がんの治療は日々研究が進められています。がんの種類によっても治療法はさまざまで、異なる治療法が検討されます。

今回は、肺がんで検討したい治療法について解説します。肺がん患者さんやがん患者さんの親族に向けて、3大治療法と免疫療法について解説します。

ぜひ参考にご覧ください。

肺がんとは?


まずは、肺がんとはどのような病気か概要を紹介します。肺がんと一口にいっても、以下の種類(組織型)に分けられます。

組織分類 多く発生する場所 特徴
非小細胞肺がん 腺がん 肺野 肺がんの中で最も多い
扁平上皮がん 肺門(肺野部の発生頻度も高くなってきている) ・咳や血痰などの症状が現れやすい

・喫煙との関連が大きい

大細胞がん 肺野 増殖が速い
小細胞肺がん 小細胞がん 肺門・肺野ともに発生する ・増殖が速い

・転移しやすい

・喫煙との関連が大きい

肺がんの症状


次に肺がんの主な症状を紹介します。

肺がんは、初期段階では自覚症状がないことがほとんどです。肺がんが進行すると、以下に挙げるような症状が出ることが多いと言われています。

  • 血痰
  • 胸の痛み
  • 息苦しさ
  • 動悸
  • 発熱

など。

ただし場合によっては上記のような症状が出ないこともあります。また脳や骨などに転移すると、頭痛やふらつき、背中や肩の痛みなどの症状が出ることもあります。

肺がんのステージ


肺がんのステージ(病期)は、大きく4つに分けられます。

  • Ⅱ期(ステージ2)
  • Ⅲ期(ステージ3)
  • Ⅳ期(ステージ4)

 

ステージが上がっていくことは、がんの進行を意味します。ステージはTNMと呼ばれる3つの要素で決められます。

T:がんの腫瘍そのものの状態を示す

N:がんのリンパ節への広がりを示す

M:がんが他の臓器などに転移しているかを示す

ステージによって検討・確認できる2つのこと

ステージによって検討・確認できる2つのことは、以下の通りです。

  • 治療方針
  • 予後(5年生存率)

治療方針

続いては、治療方針を紹介します。

治療方針は、ステージの他にも治療を受ける方の希望や年齢、体調などさまざまなことを加味して担当の医師と決めます。その中でもステージは治療方針を決める上で重要な要素の一つです。一般的に、ステージごとに以下の治療の選択肢が検討されることが多いです。

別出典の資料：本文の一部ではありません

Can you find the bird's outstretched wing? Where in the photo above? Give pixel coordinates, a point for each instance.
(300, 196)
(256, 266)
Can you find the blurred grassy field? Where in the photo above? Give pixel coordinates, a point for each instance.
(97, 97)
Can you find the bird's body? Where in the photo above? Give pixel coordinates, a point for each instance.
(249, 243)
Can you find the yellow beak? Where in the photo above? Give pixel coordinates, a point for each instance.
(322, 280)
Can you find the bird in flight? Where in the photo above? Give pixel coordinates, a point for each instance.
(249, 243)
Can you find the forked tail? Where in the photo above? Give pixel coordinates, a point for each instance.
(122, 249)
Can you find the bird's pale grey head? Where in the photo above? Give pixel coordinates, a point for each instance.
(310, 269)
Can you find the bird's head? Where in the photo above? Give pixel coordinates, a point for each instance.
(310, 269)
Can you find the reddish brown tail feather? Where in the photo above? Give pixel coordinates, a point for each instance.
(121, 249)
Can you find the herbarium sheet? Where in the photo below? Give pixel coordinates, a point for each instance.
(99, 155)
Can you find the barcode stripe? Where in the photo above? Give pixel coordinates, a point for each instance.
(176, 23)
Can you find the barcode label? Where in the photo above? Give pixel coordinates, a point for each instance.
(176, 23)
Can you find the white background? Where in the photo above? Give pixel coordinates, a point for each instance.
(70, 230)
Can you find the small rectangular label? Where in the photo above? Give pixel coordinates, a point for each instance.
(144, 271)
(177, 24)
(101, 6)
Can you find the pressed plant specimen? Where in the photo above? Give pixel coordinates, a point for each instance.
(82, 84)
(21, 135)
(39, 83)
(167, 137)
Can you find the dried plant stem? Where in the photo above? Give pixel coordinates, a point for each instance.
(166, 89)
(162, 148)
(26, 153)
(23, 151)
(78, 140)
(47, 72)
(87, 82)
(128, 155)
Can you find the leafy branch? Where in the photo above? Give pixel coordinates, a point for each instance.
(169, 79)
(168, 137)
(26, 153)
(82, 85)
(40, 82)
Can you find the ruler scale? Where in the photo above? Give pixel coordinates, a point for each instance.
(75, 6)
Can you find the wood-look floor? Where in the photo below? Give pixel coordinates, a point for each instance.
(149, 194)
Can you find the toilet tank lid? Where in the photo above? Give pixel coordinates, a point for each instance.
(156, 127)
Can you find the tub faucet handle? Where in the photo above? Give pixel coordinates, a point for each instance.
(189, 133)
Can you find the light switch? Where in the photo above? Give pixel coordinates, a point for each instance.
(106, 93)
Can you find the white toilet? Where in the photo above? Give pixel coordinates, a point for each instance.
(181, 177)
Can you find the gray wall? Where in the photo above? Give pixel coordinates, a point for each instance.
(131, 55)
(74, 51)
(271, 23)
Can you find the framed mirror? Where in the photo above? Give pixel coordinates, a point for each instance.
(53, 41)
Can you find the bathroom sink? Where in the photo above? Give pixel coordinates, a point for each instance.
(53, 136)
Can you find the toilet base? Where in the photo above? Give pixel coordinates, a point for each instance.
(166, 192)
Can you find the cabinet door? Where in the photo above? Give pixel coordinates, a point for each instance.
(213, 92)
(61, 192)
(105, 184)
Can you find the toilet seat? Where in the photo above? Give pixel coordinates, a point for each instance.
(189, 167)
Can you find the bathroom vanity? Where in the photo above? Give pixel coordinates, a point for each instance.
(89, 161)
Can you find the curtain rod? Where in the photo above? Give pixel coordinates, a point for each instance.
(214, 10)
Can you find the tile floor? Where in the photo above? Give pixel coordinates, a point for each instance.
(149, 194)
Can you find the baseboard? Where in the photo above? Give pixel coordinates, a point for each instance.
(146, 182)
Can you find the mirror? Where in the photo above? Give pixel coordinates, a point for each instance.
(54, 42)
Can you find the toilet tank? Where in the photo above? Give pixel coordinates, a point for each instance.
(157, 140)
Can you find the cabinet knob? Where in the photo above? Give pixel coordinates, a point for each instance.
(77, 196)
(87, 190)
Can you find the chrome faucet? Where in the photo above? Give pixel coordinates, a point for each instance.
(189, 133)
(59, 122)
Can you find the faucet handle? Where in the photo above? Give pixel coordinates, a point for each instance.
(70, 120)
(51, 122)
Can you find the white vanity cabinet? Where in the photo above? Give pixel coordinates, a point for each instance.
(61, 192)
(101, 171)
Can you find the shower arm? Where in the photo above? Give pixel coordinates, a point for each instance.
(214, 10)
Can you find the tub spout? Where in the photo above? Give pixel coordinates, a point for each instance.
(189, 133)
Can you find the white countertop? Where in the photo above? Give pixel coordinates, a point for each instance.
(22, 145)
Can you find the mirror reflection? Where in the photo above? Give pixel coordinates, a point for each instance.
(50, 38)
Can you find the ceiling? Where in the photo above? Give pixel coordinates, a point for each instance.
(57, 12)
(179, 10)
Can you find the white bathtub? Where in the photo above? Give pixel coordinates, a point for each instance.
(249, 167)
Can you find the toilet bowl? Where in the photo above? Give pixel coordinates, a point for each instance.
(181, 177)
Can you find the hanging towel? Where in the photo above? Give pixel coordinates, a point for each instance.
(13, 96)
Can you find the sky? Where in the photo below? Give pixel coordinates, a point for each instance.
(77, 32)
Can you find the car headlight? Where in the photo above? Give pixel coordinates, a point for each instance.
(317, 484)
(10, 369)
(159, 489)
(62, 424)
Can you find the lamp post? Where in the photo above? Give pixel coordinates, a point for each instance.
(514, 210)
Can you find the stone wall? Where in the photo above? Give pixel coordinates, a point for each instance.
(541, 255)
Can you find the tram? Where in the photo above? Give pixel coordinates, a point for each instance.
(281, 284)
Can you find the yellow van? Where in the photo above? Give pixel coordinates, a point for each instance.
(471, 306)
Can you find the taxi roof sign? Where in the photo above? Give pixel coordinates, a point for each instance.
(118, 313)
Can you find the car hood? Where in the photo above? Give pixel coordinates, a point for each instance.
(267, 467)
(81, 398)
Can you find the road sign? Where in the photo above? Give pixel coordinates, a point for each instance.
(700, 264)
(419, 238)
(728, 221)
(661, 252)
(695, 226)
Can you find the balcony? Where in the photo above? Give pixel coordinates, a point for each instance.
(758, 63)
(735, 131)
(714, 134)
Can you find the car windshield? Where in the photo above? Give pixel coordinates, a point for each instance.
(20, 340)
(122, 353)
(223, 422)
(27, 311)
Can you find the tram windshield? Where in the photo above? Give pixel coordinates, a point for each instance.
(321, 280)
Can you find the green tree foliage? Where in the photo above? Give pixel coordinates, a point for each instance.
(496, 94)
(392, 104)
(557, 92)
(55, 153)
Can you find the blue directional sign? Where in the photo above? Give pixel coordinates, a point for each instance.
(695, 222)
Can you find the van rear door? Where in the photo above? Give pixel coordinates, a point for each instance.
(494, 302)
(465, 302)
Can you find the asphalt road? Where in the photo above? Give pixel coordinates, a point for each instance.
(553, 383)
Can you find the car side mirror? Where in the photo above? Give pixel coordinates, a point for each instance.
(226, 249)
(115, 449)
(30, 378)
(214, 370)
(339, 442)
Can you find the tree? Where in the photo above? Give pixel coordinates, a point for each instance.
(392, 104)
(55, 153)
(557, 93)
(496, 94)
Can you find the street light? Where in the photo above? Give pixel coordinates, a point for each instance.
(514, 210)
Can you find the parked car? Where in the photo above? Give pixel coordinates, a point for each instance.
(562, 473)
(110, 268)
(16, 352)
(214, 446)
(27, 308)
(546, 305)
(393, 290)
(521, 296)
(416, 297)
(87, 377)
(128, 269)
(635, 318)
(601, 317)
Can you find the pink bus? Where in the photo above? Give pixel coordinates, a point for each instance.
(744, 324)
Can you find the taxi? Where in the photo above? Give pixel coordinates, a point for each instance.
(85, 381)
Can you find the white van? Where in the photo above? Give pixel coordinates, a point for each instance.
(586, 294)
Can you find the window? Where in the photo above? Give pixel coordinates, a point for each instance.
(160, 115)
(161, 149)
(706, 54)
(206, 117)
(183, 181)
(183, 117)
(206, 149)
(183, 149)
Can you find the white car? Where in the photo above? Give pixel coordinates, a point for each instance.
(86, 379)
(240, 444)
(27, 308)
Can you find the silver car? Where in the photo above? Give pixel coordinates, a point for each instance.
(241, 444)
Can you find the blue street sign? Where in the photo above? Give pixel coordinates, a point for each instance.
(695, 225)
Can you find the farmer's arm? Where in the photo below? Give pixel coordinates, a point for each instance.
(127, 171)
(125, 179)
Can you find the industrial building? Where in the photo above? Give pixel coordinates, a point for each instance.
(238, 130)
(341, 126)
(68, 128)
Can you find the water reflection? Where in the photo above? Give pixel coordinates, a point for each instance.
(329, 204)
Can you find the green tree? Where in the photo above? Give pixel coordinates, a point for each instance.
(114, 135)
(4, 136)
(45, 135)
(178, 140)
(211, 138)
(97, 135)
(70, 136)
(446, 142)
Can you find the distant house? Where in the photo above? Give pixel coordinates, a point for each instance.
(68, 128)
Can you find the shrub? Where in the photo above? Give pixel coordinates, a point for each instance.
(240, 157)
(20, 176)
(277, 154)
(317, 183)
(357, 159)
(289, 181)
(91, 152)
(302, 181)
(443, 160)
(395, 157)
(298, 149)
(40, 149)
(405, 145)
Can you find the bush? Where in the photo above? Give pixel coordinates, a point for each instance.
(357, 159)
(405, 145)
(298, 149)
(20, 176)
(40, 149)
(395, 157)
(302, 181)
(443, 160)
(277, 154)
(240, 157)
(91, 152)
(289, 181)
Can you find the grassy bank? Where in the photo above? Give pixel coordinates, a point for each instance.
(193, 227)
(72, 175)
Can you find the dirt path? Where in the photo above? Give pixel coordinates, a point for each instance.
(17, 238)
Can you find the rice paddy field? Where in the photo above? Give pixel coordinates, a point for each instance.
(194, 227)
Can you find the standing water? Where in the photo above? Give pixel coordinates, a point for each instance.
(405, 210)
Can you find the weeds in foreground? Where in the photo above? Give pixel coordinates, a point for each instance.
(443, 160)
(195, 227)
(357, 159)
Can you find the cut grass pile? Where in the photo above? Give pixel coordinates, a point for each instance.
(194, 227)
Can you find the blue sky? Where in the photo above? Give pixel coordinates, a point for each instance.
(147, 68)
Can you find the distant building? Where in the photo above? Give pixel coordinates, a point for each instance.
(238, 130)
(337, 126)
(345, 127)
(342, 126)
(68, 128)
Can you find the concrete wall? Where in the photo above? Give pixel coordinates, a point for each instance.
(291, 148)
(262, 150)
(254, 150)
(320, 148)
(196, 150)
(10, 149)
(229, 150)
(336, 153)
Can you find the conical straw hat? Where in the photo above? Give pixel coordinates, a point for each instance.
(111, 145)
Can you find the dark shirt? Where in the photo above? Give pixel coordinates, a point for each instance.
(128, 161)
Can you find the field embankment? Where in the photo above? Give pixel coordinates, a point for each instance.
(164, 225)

ですが、これらはあくまで一般的な話であり、患者さんごとに個人差があります。

ステージ1~3:手術療法

ステージ3:放射線療法・薬物療法

ステージ4:薬物療法

予後(5年生存率)

5年生存率とは何か、概要を紹介します。肺がん全体の5年生存率(ネット・サバイバー)を見ていきましょう。

  • ステージ1:81.5%
  • ステージ2:51.0%
  • ステージ3:28.6%
  • ステージ4:8.0%

(参考:がん情報サービス 院内がん登録生存率集計結果閲覧システム

肺がんの3大治療法


肺がんの3大治療法について解説します。

肺がんの種類やステージによって治療の方針や選択肢は変わります。また、いくつかの治療法を組み合わせることも多く、これを集学的治療と呼びます。

次章以降でそれぞれの治療法について詳しく見ていきましょう。

手術療法

肺がんの3大治療法の1つ目は、手術療法です。

肺がんにおける手術療法について概要や特徴を紹介します。非小細胞肺がんの場合は、ステージ1〜3で手術できる場合に選択されるケースが多くあります。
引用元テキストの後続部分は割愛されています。